SZPZOZ: Jest to jedna firma, jedna baza danych, wirus zaszyfrował całą bazę danych.

Czy dane zostały uszkodzone bezpowrotnie? Czy ewentualnie baza jest teraz odtworzona?

Dane zostały zaszyfrowane. Firmy, z którymi się kontaktowaliśmy specjalizujące się w odzyskiwaniu danych na informację, jaki to wirus nas zaatakował, odpowiadały, że nie są w stanie odszyfrować danych. Odtworzona zastała baza deklaracji pacjentów SZPZOZ. Zaatakował nas wirus CRYSIS.

Ile kart mogło być skasowanych, zniszczonych?

Karty nie są ani skasowane ani zniszczone, zostały zaszyfrowane.

 

Czy dane z kart pacjentów mogły trafić do osób niepowołanych?
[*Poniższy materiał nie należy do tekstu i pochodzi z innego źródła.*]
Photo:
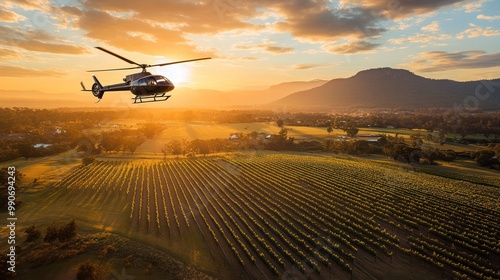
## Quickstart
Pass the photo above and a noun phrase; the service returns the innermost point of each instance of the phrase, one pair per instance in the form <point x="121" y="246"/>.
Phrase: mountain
<point x="394" y="88"/>
<point x="181" y="97"/>
<point x="186" y="97"/>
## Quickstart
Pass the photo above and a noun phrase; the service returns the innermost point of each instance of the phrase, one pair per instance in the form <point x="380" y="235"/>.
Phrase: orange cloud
<point x="10" y="16"/>
<point x="402" y="8"/>
<point x="36" y="40"/>
<point x="134" y="34"/>
<point x="12" y="71"/>
<point x="352" y="47"/>
<point x="266" y="47"/>
<point x="6" y="54"/>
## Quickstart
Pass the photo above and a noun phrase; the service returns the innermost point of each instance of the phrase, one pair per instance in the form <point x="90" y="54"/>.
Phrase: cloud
<point x="351" y="47"/>
<point x="166" y="26"/>
<point x="133" y="34"/>
<point x="27" y="4"/>
<point x="307" y="66"/>
<point x="443" y="61"/>
<point x="266" y="47"/>
<point x="6" y="54"/>
<point x="474" y="5"/>
<point x="328" y="25"/>
<point x="421" y="38"/>
<point x="433" y="27"/>
<point x="490" y="18"/>
<point x="477" y="31"/>
<point x="9" y="16"/>
<point x="13" y="71"/>
<point x="36" y="40"/>
<point x="402" y="8"/>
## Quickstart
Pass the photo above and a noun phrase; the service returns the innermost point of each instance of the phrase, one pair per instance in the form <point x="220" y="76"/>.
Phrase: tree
<point x="89" y="271"/>
<point x="329" y="129"/>
<point x="68" y="231"/>
<point x="32" y="234"/>
<point x="88" y="160"/>
<point x="351" y="131"/>
<point x="280" y="123"/>
<point x="174" y="147"/>
<point x="51" y="234"/>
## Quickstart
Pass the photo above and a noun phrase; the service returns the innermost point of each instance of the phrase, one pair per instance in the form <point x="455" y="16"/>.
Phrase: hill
<point x="186" y="97"/>
<point x="393" y="88"/>
<point x="181" y="97"/>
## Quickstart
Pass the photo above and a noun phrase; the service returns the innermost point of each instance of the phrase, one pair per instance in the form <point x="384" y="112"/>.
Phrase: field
<point x="178" y="130"/>
<point x="268" y="215"/>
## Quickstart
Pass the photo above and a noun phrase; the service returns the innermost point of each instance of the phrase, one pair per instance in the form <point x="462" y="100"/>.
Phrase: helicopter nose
<point x="170" y="87"/>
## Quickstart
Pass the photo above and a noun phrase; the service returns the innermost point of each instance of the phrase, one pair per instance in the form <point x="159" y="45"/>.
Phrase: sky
<point x="49" y="45"/>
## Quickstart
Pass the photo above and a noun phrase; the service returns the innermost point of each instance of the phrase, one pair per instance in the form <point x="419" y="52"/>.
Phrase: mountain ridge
<point x="390" y="88"/>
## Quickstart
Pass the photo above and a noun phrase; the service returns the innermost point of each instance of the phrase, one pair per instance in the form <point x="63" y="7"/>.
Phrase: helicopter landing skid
<point x="153" y="98"/>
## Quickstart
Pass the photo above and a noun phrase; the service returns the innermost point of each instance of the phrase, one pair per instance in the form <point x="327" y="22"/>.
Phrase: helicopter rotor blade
<point x="182" y="61"/>
<point x="115" y="69"/>
<point x="120" y="57"/>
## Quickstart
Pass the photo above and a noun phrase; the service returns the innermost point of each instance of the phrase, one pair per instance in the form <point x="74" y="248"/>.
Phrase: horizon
<point x="253" y="45"/>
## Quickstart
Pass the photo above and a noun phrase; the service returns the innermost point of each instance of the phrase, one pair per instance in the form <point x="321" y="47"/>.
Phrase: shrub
<point x="32" y="234"/>
<point x="89" y="271"/>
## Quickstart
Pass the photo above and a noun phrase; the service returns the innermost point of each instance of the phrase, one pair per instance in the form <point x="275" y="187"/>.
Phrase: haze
<point x="48" y="45"/>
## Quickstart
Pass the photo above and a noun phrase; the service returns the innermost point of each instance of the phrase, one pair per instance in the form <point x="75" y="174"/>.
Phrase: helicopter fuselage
<point x="147" y="84"/>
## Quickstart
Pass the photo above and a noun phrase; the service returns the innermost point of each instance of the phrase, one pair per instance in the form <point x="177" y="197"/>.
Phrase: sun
<point x="179" y="74"/>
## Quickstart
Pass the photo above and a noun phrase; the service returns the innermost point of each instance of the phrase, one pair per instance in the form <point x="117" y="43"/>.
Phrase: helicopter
<point x="145" y="86"/>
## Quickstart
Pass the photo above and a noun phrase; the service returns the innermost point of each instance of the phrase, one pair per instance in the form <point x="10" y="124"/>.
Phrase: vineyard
<point x="302" y="216"/>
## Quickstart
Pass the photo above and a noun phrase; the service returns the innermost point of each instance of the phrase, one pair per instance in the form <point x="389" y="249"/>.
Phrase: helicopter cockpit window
<point x="151" y="81"/>
<point x="160" y="79"/>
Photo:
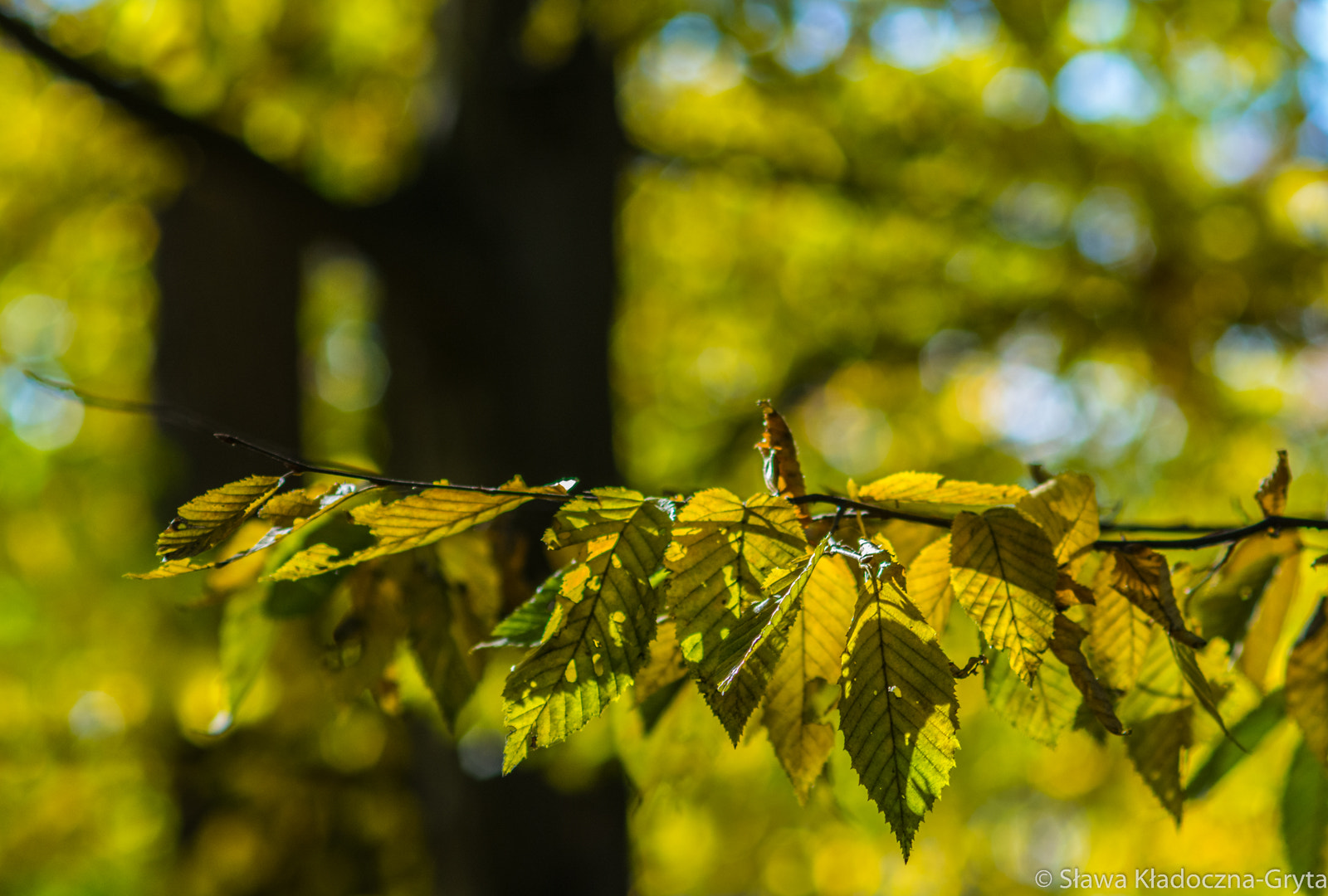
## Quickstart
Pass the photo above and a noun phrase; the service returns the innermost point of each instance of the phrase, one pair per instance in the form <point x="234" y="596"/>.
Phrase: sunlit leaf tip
<point x="209" y="519"/>
<point x="898" y="709"/>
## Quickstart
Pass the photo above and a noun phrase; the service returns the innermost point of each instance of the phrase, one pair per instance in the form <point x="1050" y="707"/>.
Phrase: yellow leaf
<point x="416" y="521"/>
<point x="209" y="519"/>
<point x="1307" y="684"/>
<point x="1144" y="577"/>
<point x="723" y="550"/>
<point x="898" y="709"/>
<point x="1119" y="631"/>
<point x="608" y="623"/>
<point x="314" y="504"/>
<point x="1042" y="710"/>
<point x="1270" y="615"/>
<point x="1003" y="572"/>
<point x="1067" y="510"/>
<point x="930" y="494"/>
<point x="807" y="677"/>
<point x="929" y="584"/>
<point x="1155" y="747"/>
<point x="1272" y="490"/>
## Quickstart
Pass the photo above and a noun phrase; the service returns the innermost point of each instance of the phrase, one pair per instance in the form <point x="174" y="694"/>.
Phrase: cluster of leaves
<point x="823" y="621"/>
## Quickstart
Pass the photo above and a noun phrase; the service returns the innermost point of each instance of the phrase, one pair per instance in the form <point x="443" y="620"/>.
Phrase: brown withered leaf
<point x="1272" y="490"/>
<point x="1067" y="647"/>
<point x="783" y="471"/>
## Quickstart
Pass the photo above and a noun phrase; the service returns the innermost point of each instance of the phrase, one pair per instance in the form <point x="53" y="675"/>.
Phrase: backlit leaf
<point x="1144" y="577"/>
<point x="723" y="550"/>
<point x="1307" y="683"/>
<point x="930" y="494"/>
<point x="898" y="709"/>
<point x="1119" y="631"/>
<point x="1067" y="647"/>
<point x="780" y="455"/>
<point x="1003" y="572"/>
<point x="807" y="679"/>
<point x="1042" y="710"/>
<point x="1265" y="631"/>
<point x="416" y="521"/>
<point x="1204" y="690"/>
<point x="209" y="519"/>
<point x="285" y="524"/>
<point x="1305" y="811"/>
<point x="1067" y="510"/>
<point x="1272" y="491"/>
<point x="768" y="621"/>
<point x="610" y="616"/>
<point x="1228" y="754"/>
<point x="929" y="584"/>
<point x="528" y="624"/>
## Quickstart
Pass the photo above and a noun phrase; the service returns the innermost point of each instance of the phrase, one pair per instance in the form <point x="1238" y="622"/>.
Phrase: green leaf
<point x="1155" y="747"/>
<point x="212" y="518"/>
<point x="1305" y="811"/>
<point x="723" y="550"/>
<point x="1145" y="579"/>
<point x="608" y="624"/>
<point x="1067" y="648"/>
<point x="805" y="683"/>
<point x="1119" y="634"/>
<point x="246" y="637"/>
<point x="929" y="584"/>
<point x="1208" y="699"/>
<point x="1225" y="610"/>
<point x="1228" y="754"/>
<point x="1042" y="710"/>
<point x="528" y="624"/>
<point x="1003" y="572"/>
<point x="416" y="521"/>
<point x="898" y="709"/>
<point x="442" y="636"/>
<point x="314" y="504"/>
<point x="1307" y="683"/>
<point x="768" y="621"/>
<point x="1066" y="509"/>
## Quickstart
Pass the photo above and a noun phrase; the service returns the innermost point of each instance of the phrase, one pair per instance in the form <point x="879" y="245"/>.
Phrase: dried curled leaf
<point x="805" y="684"/>
<point x="1067" y="510"/>
<point x="1004" y="577"/>
<point x="1144" y="577"/>
<point x="723" y="550"/>
<point x="1067" y="648"/>
<point x="898" y="709"/>
<point x="209" y="519"/>
<point x="1307" y="683"/>
<point x="608" y="621"/>
<point x="1272" y="490"/>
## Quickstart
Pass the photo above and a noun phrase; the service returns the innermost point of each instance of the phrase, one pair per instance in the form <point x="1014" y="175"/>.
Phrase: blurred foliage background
<point x="955" y="236"/>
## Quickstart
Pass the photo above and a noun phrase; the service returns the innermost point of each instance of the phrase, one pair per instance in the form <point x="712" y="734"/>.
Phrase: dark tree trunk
<point x="500" y="272"/>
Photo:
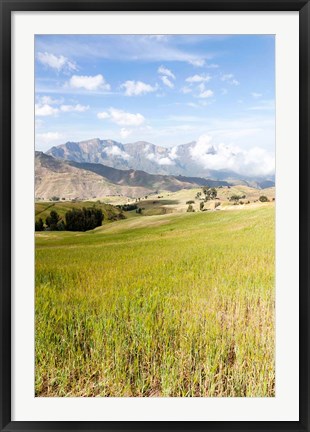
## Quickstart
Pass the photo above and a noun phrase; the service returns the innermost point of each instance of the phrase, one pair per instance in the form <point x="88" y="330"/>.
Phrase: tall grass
<point x="183" y="306"/>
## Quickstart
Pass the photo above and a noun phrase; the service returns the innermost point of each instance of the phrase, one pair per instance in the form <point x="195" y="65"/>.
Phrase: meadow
<point x="165" y="305"/>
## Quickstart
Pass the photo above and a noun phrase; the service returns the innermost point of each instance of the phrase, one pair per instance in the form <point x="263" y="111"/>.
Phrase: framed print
<point x="154" y="203"/>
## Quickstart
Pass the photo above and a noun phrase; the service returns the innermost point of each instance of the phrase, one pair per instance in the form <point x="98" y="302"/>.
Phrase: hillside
<point x="69" y="180"/>
<point x="178" y="160"/>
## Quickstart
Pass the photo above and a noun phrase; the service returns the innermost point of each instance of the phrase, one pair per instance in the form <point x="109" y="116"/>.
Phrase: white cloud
<point x="122" y="118"/>
<point x="103" y="115"/>
<point x="96" y="82"/>
<point x="135" y="88"/>
<point x="167" y="81"/>
<point x="162" y="70"/>
<point x="59" y="63"/>
<point x="49" y="100"/>
<point x="264" y="105"/>
<point x="45" y="110"/>
<point x="185" y="90"/>
<point x="252" y="162"/>
<point x="197" y="62"/>
<point x="160" y="160"/>
<point x="229" y="78"/>
<point x="116" y="151"/>
<point x="48" y="137"/>
<point x="77" y="108"/>
<point x="124" y="133"/>
<point x="206" y="94"/>
<point x="198" y="78"/>
<point x="173" y="153"/>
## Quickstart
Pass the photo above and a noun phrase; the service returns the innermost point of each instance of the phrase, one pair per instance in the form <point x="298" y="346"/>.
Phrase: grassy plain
<point x="179" y="304"/>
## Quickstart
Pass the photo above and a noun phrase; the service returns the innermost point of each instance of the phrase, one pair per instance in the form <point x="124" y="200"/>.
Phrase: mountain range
<point x="98" y="168"/>
<point x="151" y="158"/>
<point x="68" y="179"/>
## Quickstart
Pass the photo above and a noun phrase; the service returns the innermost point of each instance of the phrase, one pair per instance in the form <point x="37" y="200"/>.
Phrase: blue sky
<point x="167" y="90"/>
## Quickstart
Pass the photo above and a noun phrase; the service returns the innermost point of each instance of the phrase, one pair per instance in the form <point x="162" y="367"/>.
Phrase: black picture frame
<point x="6" y="8"/>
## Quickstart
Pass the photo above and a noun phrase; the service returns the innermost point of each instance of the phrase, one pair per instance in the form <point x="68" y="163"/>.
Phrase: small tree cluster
<point x="210" y="193"/>
<point x="76" y="220"/>
<point x="127" y="207"/>
<point x="84" y="219"/>
<point x="236" y="198"/>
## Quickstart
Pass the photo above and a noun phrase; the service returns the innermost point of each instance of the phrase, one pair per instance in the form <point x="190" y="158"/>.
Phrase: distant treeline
<point x="127" y="207"/>
<point x="83" y="219"/>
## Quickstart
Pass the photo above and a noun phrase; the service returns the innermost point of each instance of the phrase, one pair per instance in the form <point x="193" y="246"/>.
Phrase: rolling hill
<point x="64" y="179"/>
<point x="178" y="160"/>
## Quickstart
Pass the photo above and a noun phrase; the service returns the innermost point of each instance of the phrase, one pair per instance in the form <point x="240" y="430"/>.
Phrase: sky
<point x="164" y="89"/>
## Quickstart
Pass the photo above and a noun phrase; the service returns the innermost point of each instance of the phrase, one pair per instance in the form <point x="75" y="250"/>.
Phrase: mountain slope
<point x="69" y="180"/>
<point x="58" y="178"/>
<point x="177" y="161"/>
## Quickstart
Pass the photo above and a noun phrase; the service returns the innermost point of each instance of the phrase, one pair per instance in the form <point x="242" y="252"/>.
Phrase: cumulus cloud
<point x="186" y="90"/>
<point x="49" y="100"/>
<point x="229" y="78"/>
<point x="197" y="62"/>
<point x="256" y="95"/>
<point x="116" y="151"/>
<point x="59" y="63"/>
<point x="166" y="76"/>
<point x="45" y="110"/>
<point x="173" y="154"/>
<point x="48" y="137"/>
<point x="135" y="88"/>
<point x="206" y="94"/>
<point x="253" y="162"/>
<point x="162" y="70"/>
<point x="122" y="118"/>
<point x="198" y="78"/>
<point x="96" y="82"/>
<point x="77" y="108"/>
<point x="159" y="159"/>
<point x="167" y="81"/>
<point x="124" y="133"/>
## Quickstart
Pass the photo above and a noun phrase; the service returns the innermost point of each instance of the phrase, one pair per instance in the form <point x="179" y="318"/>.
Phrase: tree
<point x="39" y="226"/>
<point x="213" y="193"/>
<point x="210" y="193"/>
<point x="52" y="220"/>
<point x="84" y="219"/>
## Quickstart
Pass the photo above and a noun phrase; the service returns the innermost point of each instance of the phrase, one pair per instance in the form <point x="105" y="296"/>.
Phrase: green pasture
<point x="164" y="305"/>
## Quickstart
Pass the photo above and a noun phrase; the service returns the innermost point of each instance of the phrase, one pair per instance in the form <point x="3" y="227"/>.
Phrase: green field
<point x="165" y="305"/>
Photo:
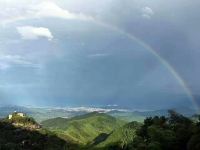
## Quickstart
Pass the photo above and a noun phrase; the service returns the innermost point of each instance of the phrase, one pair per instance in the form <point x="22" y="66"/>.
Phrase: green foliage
<point x="14" y="138"/>
<point x="85" y="128"/>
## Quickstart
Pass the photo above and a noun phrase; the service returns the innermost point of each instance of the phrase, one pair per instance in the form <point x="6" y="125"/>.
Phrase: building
<point x="16" y="114"/>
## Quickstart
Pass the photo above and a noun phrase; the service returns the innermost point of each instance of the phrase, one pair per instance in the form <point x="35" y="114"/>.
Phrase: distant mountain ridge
<point x="41" y="114"/>
<point x="84" y="128"/>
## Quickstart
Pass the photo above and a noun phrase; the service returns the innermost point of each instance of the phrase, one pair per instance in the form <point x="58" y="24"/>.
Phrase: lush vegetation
<point x="85" y="128"/>
<point x="175" y="132"/>
<point x="16" y="138"/>
<point x="102" y="132"/>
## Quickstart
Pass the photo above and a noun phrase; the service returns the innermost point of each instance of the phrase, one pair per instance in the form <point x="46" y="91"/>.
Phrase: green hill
<point x="120" y="137"/>
<point x="85" y="128"/>
<point x="14" y="137"/>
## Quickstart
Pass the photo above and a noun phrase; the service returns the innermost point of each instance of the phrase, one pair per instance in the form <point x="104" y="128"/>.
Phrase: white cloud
<point x="11" y="12"/>
<point x="33" y="33"/>
<point x="7" y="61"/>
<point x="50" y="9"/>
<point x="147" y="12"/>
<point x="99" y="55"/>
Nie znamy odpowiedzi. Firma, która tworzyła nasz system informatyczny twierdzi, że nie.

W jakie zabezpieczenia były wyposażone zainfekowane komputery?

Program antywirusowy.

Kto zajmował się kwestiami polityki bezpieczeństwa informatycznej placówki w zakresie baz danych pacjentów, kto nadzorował kwestie związane z oprogramowaniem antywirusowym, firewallem, itd?

Dyrektor SZPZOZ w Jabłonnie, Firma Kamsoft Mazowsze Sp. z o.o. – serwisant oprogramowania.

 

Do sprawy będziemy jeszcze wracać.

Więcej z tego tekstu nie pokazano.